If we had to explain Kalman Filter in one line, we would say that it is used to provide an accurate prediction of a variable which cannot be directly measured. In fact, one of the earliest uses of the Kalman filter was to calculate the position of the Apollo space rockets by NASA to make sure it was on the right path.

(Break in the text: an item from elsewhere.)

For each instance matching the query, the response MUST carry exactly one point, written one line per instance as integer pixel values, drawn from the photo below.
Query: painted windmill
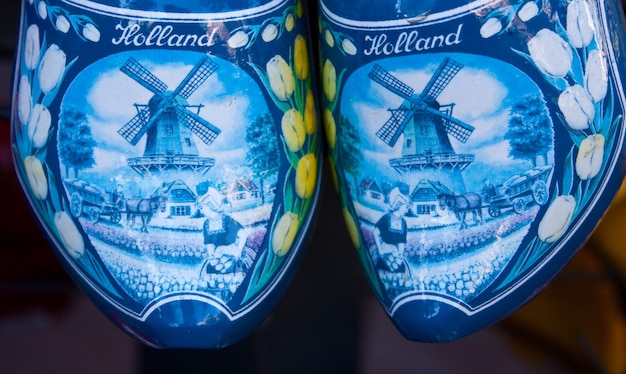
(168, 121)
(427, 126)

But how is it applicable in trading? Well, we can use Kalman Filter to implement pairs trading, or even find arbitrage opportunities in the Futures market. But before we start the applications of Kalman filters, let us understand how to use it. Thus, in this blog we will cover the following topics:

- Statistical terms and concepts used in Kalman Filter
- Equations in Kalman Filter
- Pairs trading using Kalman Filter in Python

As such, Kalman filter can be considered a heavy topic when it comes to the use of math and statistics. Thus, we will go through a few terms before we dig into the equations. Feel free to skip this section and head directly to the equations if you wish.

## Statistical terms and concepts used in Kalman Filter

Kalman Filter uses the concept of a **normal distribution** in its equation to give us an idea about the accuracy of the estimate. Let us step back a little and understand how we get a normal distribution of a variable.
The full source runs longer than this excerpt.